LLM-Guided Prompt Evolution for Password Guessing
Summary: arXiv:2604.12601v1 Announce Type: cross
Abstract
Password-based authentication remains prevalent in securing user accounts, yet its effectiveness is frequently compromised by common user behaviors and significant credential leaks. To mitigate these security challenges, automated password guessing has emerged as an essential tool for evaluating the robustness of password policies and simulating potential attacker strategies.
Introduction
This article discusses a groundbreaking approach that leverages Large Language Models (LLMs) to enhance the efficiency of password guessing through evolutionary computation. By utilizing an innovative framework, researchers have developed a method to automatically optimize prompts that guide LLMs in constructing and guessing passwords.
Methodology
The study employs OpenEvolve, an open-source platform that integrates MAP-Elites quality-diversity search with an island population model. This system is instrumental in evolving prompts that aim to maximize the password cracking rate on a dataset derived from the RockYou password leaks.
- Prompt Evolution: The process begins with a set of initial prompts that guide the LLM in generating password guesses.
- Testing Configurations: The researchers evaluated three distinct configurations:
- A local setup using Qwen3 8B.
- A single compact cloud model, Gemini-2.5 Flash.
- A two-model ensemble composed of leading-edge LLMs.
Results
The implementation of this evolutionary approach significantly improved the cracking rates. Initial tests revealed a cracking rate of 2.02%, which was enhanced to an impressive 8.48% through the optimized prompts developed in the study.
Character Distribution Analysis
Further analysis of the generated passwords indicated that the evolved prompts produced character distributions that were statistically more realistic. This finding underscores the effectiveness of the prompt evolution technique, as it allows for the generation of passwords that closely mimic real-world choices made by users.
Implications
The findings of this research have profound implications for password auditing and security measures.
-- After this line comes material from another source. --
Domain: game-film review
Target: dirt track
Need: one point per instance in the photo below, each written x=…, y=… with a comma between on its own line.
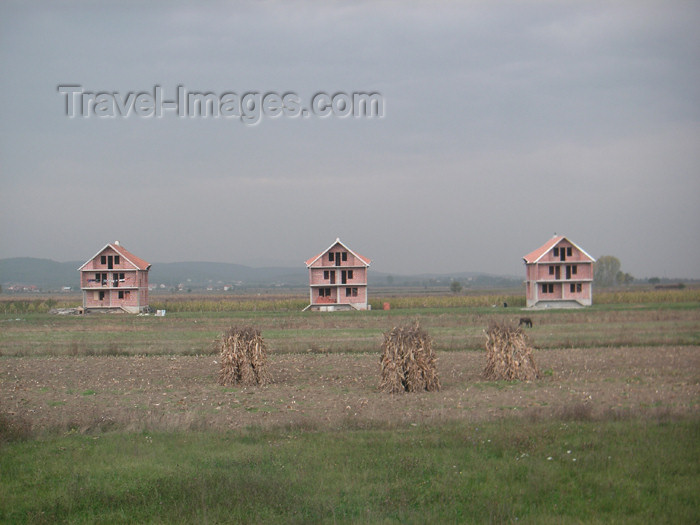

By automating the prompt evolution process, the study demonstrates a low-barrier yet powerful method to bolster LLM-based password auditing systems. This advancement highlights the potential for automated improvements in attack pipelines, ultimately enhancing the capabilities of cybersecurity tools.
Conclusion
In conclusion, the application of LLM-driven evolutionary computation for optimizing password guessing prompts represents a significant advancement in the field of cybersecurity. As password management continues to be a critical issue, this research offers valuable insights and tools for enhancing password policy effectiveness and improving overall security measures.